Relevant code is here:
https://github.com/billziss-gh/winfsp/blob/v1.5B2/src/dll/fuse/fuse_intf.c#L1384-L1469
Is there an easy repro?
This code from the WinFsp FUSE layer:
if (0 == LastAccessTime || 0 == LastWriteTime)
{
Result = fsp_fuse_intf_GetFileInfoEx(FileSystem, filedesc->PosixPath,
FUSE_FILE_INFO(filedesc->IsDirectory, &fi),
&Uid, &Gid, &Mode, &FileInfoBuf);
if (!NT_SUCCESS(Result))
return Result;
if (0 == LastAccessTime)
LastAccessTime = FileInfoBuf.LastAccessTime;
if (0 == LastWriteTime)
LastWriteTime = FileInfoBuf.LastWriteTime;
}
Issues a getattr
to the file system if any of the times passed are 0
(which instructs the file system to not modify those times). Is it possible that rclone responds with a 0
time in a getattr
call?
Is there an easy repro?
I haven't got one yet. I'll see if I can make one.
Is it possible that rclone responds with a
0
time in agetattr
call?
Hmm that is an interesting idea. If it did it would be a go time 0 rather than an NTFS one so be January 1, year 1, 00:00:00 UTC.
Looking at the code I don't think it can, but there might be some corner case I can't see!

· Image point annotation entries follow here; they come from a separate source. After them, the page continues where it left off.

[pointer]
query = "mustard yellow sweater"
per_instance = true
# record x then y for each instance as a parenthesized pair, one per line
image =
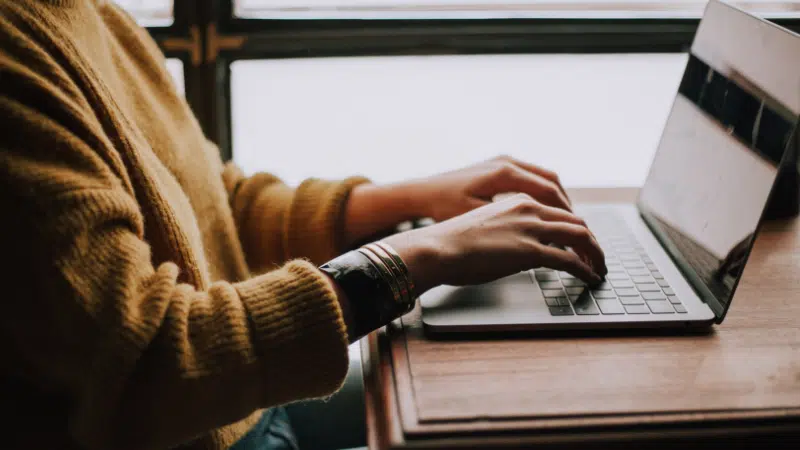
(132, 313)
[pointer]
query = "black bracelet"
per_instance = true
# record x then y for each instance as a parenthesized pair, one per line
(370, 296)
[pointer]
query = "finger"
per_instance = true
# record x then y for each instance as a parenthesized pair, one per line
(542, 189)
(540, 171)
(566, 261)
(551, 214)
(578, 238)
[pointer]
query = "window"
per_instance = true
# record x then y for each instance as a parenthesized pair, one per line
(319, 9)
(149, 13)
(596, 119)
(175, 68)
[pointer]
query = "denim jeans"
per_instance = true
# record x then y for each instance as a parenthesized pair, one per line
(336, 423)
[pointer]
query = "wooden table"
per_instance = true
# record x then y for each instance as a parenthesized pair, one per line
(739, 383)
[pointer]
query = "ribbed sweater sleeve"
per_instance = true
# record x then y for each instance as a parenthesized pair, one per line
(277, 223)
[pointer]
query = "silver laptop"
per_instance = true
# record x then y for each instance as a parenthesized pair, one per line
(676, 256)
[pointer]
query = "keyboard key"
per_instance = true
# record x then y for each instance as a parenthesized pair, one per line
(631, 300)
(604, 294)
(660, 307)
(553, 292)
(610, 307)
(637, 309)
(616, 276)
(653, 296)
(560, 311)
(584, 305)
(622, 283)
(648, 287)
(550, 284)
(546, 276)
(627, 292)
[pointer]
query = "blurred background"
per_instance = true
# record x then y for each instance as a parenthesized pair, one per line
(393, 89)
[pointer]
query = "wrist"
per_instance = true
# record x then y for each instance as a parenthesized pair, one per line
(420, 256)
(374, 209)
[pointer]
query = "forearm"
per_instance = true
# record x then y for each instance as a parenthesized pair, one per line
(372, 209)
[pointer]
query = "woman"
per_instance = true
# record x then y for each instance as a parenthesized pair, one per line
(155, 297)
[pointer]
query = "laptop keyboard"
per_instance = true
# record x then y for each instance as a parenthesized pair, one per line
(634, 285)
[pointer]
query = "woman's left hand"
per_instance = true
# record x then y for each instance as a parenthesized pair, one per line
(373, 208)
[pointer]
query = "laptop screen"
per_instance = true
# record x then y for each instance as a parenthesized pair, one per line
(732, 122)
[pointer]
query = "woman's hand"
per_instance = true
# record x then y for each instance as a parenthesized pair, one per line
(374, 208)
(500, 239)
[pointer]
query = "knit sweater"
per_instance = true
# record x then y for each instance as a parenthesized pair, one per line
(152, 296)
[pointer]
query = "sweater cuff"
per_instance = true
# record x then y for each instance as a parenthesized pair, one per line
(315, 228)
(298, 330)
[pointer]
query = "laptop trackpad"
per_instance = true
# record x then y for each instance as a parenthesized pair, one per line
(505, 301)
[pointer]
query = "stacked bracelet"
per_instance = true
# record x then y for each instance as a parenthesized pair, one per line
(377, 283)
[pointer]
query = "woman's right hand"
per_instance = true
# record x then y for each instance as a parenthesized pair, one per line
(497, 240)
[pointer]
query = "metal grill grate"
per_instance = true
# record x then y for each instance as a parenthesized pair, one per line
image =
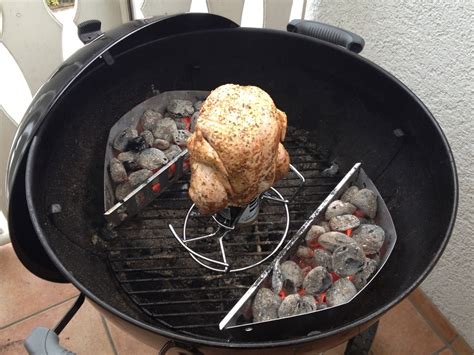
(161, 278)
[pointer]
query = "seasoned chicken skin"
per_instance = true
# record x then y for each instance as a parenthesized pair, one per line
(235, 150)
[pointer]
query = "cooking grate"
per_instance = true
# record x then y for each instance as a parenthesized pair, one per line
(160, 277)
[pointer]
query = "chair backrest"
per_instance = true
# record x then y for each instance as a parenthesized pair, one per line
(36, 40)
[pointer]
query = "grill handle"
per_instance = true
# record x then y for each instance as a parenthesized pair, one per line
(328, 33)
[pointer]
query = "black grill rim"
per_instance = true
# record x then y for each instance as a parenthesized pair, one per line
(36, 212)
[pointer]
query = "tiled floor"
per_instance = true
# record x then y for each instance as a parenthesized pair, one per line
(412, 327)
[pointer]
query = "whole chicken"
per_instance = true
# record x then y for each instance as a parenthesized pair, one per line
(235, 150)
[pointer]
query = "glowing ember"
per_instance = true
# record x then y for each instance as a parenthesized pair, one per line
(321, 298)
(313, 244)
(187, 122)
(306, 270)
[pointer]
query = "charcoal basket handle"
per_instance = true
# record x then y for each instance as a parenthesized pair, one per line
(328, 33)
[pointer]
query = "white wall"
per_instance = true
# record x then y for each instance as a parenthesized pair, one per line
(429, 45)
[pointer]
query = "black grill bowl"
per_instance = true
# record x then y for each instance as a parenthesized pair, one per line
(354, 110)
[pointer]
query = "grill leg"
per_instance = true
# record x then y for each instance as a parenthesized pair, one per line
(361, 344)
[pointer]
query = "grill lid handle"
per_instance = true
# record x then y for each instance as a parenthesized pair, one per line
(89, 30)
(328, 33)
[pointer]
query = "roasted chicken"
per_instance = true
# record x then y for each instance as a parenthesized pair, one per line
(236, 150)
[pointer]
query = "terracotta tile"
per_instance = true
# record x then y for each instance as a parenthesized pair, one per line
(432, 314)
(85, 334)
(460, 347)
(126, 344)
(11, 338)
(23, 294)
(403, 331)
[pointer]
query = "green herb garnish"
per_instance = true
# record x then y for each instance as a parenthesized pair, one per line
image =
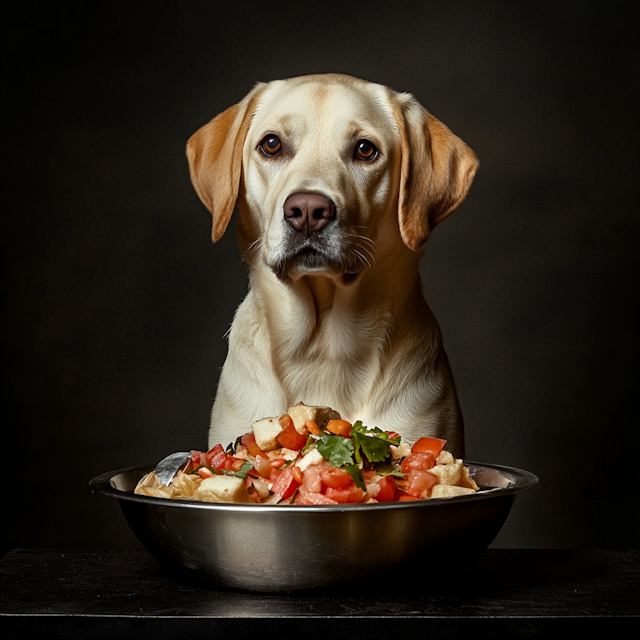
(374, 444)
(338, 450)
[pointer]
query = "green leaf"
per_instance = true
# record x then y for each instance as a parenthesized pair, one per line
(374, 444)
(338, 450)
(354, 471)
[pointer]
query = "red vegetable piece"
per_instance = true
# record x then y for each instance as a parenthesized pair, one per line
(284, 484)
(433, 445)
(216, 457)
(346, 494)
(336, 478)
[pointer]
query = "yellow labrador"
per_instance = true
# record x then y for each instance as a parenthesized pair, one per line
(339, 183)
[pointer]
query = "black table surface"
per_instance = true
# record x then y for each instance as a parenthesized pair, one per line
(126, 594)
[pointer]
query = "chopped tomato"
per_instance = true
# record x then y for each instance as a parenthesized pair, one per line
(216, 457)
(289, 437)
(336, 478)
(284, 484)
(298, 476)
(235, 464)
(433, 445)
(387, 489)
(339, 427)
(423, 460)
(350, 494)
(312, 480)
(263, 466)
(313, 427)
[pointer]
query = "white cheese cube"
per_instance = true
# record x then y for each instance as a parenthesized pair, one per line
(265, 432)
(311, 458)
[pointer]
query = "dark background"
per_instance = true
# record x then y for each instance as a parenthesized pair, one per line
(116, 303)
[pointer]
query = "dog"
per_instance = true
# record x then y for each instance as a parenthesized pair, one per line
(339, 183)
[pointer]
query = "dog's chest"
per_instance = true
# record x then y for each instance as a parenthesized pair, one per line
(334, 361)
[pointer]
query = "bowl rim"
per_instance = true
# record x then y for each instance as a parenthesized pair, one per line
(521, 480)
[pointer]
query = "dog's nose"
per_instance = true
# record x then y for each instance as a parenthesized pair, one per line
(309, 212)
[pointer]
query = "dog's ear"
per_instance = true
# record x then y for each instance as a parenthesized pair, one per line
(215, 160)
(436, 171)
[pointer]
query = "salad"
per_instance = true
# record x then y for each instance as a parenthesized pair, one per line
(311, 456)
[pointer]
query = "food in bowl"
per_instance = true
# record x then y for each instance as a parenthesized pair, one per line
(311, 456)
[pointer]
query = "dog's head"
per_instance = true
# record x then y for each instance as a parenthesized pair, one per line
(329, 172)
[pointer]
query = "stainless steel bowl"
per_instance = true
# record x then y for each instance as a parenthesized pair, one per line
(291, 547)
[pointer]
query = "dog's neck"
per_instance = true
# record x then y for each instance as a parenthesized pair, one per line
(319, 327)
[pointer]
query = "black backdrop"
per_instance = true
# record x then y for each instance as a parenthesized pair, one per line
(116, 303)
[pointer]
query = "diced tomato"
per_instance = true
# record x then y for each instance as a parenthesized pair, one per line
(284, 484)
(312, 480)
(423, 460)
(387, 489)
(419, 481)
(235, 463)
(216, 457)
(433, 445)
(289, 437)
(350, 493)
(339, 427)
(313, 427)
(336, 478)
(297, 474)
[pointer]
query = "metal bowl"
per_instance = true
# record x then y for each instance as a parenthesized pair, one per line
(292, 547)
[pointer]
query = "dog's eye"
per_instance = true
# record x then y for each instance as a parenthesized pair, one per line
(271, 145)
(365, 150)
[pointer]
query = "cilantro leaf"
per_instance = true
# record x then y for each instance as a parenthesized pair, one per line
(338, 450)
(374, 444)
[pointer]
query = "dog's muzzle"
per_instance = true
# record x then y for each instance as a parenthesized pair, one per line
(309, 242)
(308, 213)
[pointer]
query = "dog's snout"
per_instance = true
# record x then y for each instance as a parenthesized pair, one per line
(309, 212)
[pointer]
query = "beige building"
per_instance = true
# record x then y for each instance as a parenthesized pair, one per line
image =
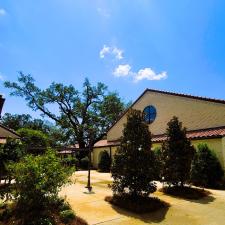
(204, 119)
(4, 131)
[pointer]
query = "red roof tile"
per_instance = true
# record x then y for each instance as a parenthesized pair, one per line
(167, 93)
(195, 134)
(104, 143)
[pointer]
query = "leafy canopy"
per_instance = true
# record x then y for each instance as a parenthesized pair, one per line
(133, 168)
(11, 151)
(85, 115)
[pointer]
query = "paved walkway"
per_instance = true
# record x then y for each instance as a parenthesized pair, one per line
(93, 208)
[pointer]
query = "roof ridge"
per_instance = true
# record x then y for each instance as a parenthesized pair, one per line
(9, 129)
(188, 96)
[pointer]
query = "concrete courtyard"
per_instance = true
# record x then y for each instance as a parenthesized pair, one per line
(93, 208)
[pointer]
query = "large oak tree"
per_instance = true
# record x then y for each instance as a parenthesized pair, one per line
(85, 115)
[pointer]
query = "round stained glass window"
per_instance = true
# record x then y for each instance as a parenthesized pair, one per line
(149, 114)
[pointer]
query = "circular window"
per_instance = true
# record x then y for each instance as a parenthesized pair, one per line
(149, 114)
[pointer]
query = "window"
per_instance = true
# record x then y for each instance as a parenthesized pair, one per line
(149, 114)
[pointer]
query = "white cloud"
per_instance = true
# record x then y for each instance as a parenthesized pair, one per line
(2, 77)
(103, 12)
(114, 51)
(105, 50)
(122, 70)
(118, 53)
(149, 74)
(2, 12)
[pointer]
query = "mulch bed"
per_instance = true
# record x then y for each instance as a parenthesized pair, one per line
(186, 192)
(137, 204)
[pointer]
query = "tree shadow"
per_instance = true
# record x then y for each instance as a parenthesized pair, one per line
(155, 216)
(205, 200)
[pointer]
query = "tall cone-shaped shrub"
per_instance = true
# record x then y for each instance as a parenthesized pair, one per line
(177, 154)
(133, 168)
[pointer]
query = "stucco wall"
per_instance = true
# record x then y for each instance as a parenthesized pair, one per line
(96, 154)
(194, 114)
(217, 145)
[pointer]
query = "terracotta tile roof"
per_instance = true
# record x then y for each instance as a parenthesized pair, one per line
(105, 143)
(167, 93)
(188, 96)
(9, 130)
(196, 134)
(215, 132)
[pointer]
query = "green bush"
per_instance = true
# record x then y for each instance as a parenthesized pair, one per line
(133, 169)
(84, 163)
(158, 162)
(70, 161)
(38, 180)
(206, 169)
(67, 216)
(104, 162)
(177, 154)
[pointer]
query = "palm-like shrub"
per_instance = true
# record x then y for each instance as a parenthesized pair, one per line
(133, 168)
(177, 154)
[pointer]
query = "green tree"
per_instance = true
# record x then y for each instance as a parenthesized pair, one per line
(206, 169)
(11, 151)
(158, 162)
(177, 154)
(33, 139)
(38, 180)
(133, 168)
(56, 135)
(104, 162)
(85, 114)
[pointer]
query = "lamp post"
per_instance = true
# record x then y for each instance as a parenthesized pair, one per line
(89, 187)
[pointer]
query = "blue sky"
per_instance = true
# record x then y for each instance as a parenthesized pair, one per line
(128, 45)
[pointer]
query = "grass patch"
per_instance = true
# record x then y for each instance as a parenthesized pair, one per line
(185, 192)
(137, 204)
(58, 214)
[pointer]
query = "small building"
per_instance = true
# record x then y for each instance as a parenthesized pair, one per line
(204, 119)
(4, 131)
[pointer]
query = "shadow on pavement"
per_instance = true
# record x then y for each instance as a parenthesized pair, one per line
(156, 216)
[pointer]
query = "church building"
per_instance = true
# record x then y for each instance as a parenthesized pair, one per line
(204, 119)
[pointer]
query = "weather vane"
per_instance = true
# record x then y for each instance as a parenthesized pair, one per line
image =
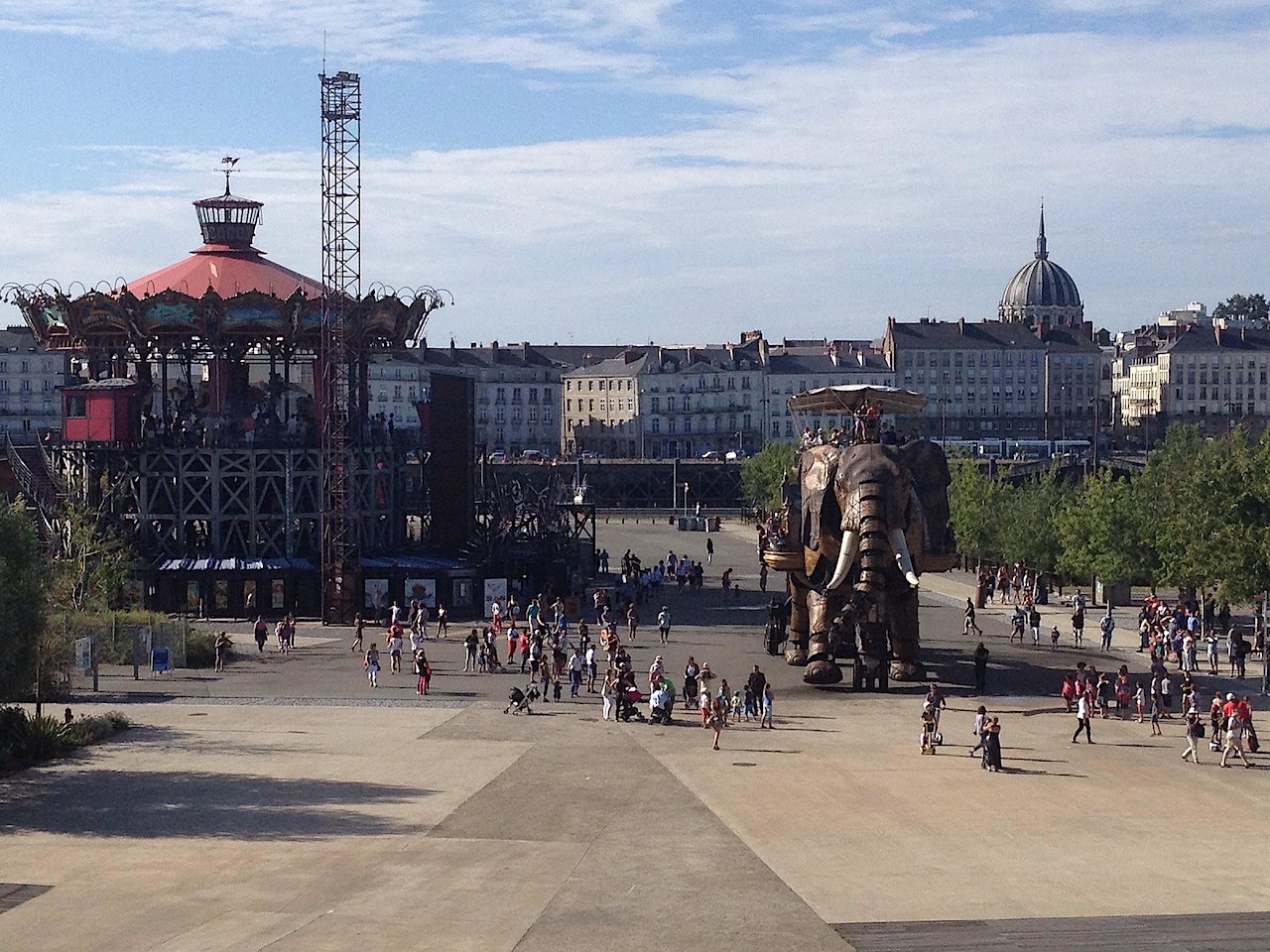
(227, 164)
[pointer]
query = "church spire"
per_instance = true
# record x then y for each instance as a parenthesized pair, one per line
(1040, 238)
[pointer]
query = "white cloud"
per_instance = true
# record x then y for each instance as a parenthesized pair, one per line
(822, 193)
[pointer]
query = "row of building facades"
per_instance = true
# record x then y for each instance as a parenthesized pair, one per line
(1038, 371)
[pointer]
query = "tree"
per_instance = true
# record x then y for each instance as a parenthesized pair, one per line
(763, 475)
(1248, 307)
(95, 565)
(1100, 531)
(975, 507)
(1026, 522)
(22, 603)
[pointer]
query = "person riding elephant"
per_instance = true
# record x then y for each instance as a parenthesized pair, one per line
(873, 517)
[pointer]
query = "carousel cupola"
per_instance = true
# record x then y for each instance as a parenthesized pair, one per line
(227, 220)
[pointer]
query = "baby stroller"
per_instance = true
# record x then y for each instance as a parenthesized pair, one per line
(931, 738)
(521, 699)
(627, 705)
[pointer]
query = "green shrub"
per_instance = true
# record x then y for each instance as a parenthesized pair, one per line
(94, 728)
(44, 739)
(200, 649)
(27, 739)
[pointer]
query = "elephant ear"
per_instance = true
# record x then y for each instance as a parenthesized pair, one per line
(929, 471)
(818, 467)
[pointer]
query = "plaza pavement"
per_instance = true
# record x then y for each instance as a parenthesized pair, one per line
(285, 805)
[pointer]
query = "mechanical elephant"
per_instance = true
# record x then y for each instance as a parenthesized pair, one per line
(871, 518)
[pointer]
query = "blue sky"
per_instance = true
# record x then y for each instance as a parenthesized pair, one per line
(652, 169)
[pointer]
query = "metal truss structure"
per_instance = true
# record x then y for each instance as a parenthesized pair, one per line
(531, 526)
(341, 206)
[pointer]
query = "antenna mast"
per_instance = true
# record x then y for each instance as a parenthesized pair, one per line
(340, 275)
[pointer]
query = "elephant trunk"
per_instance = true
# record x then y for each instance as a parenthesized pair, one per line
(846, 556)
(902, 556)
(874, 542)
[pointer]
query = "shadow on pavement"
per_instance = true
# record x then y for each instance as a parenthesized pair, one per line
(76, 798)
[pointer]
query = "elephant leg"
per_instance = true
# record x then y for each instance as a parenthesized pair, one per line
(905, 644)
(795, 645)
(822, 640)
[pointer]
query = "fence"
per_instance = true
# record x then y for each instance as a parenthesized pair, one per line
(121, 639)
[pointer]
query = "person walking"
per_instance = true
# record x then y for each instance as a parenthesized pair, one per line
(422, 671)
(1106, 626)
(716, 720)
(969, 620)
(608, 693)
(980, 669)
(1082, 717)
(395, 651)
(980, 733)
(576, 665)
(756, 684)
(992, 760)
(358, 630)
(222, 649)
(1234, 729)
(1193, 734)
(592, 667)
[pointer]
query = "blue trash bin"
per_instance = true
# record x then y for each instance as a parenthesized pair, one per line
(160, 660)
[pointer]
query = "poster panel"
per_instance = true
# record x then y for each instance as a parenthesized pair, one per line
(422, 590)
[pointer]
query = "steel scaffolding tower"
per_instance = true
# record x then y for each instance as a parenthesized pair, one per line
(340, 273)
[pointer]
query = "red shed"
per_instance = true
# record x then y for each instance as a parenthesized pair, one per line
(102, 412)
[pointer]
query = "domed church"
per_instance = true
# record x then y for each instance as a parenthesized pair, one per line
(1042, 293)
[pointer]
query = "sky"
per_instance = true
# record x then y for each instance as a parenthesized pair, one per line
(635, 171)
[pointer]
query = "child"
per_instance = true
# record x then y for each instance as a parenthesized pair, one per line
(422, 670)
(716, 719)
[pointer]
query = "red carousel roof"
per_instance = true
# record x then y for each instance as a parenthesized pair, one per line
(226, 263)
(227, 271)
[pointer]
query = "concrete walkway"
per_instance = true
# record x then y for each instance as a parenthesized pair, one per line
(285, 807)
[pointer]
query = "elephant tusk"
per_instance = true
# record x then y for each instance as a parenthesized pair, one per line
(902, 556)
(846, 556)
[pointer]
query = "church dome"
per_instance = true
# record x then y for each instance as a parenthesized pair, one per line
(1042, 291)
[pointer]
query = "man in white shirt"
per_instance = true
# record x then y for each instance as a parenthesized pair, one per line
(1082, 717)
(576, 662)
(592, 669)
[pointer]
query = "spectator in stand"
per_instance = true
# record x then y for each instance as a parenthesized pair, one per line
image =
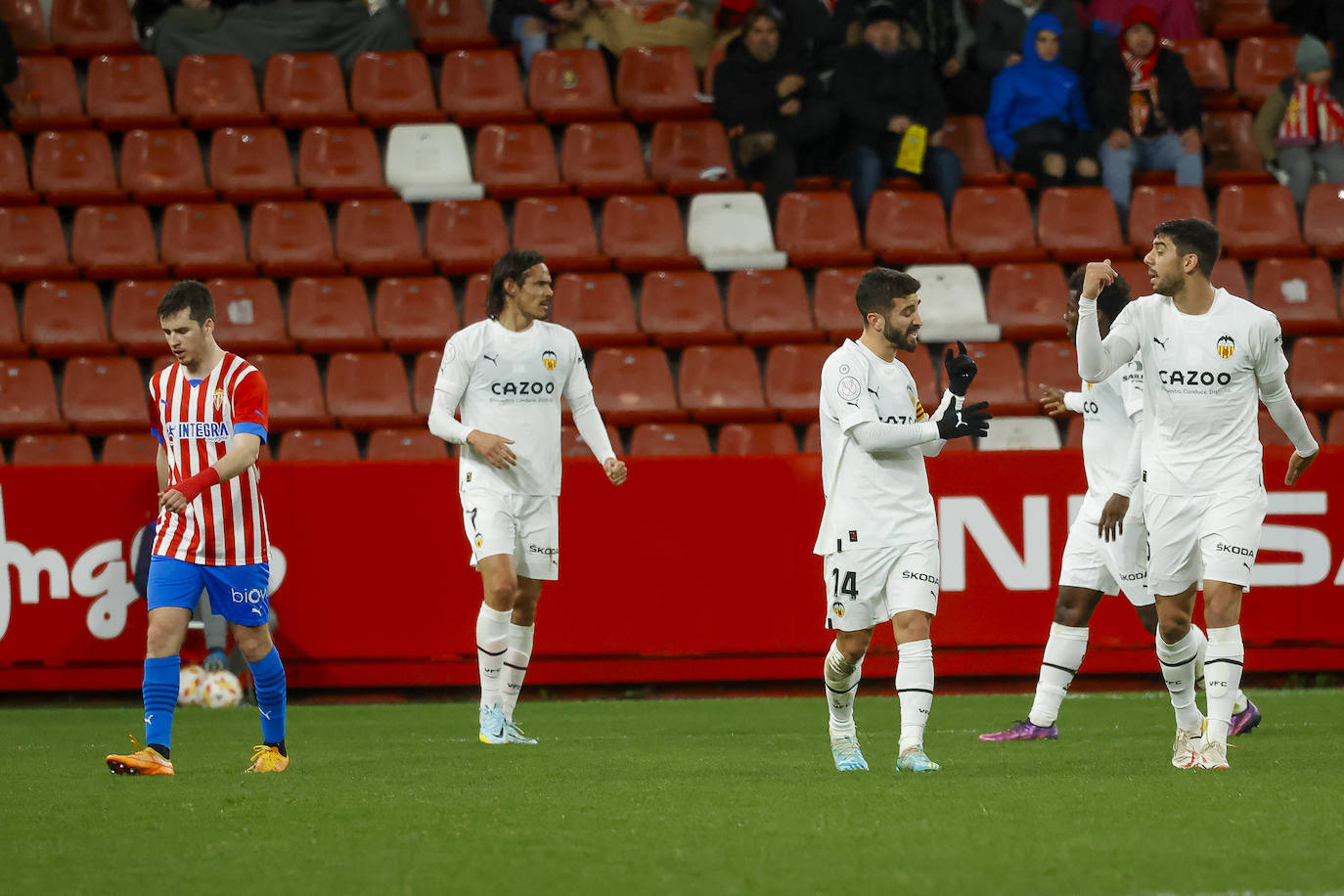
(1146, 105)
(1301, 125)
(945, 35)
(883, 92)
(1176, 19)
(1037, 118)
(1000, 25)
(772, 107)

What it looks like is that the user has some files which don't have modification times.
I think WinFSP is doing its best with these files passing through the date as the Epoch.
So I'm going to close this as I don't think it can be fixed in WinFSP.
Thanks for the explanation. Let me know if you eventually believe that there is a more sensible solution for this in WinFsp and/or cgofuse.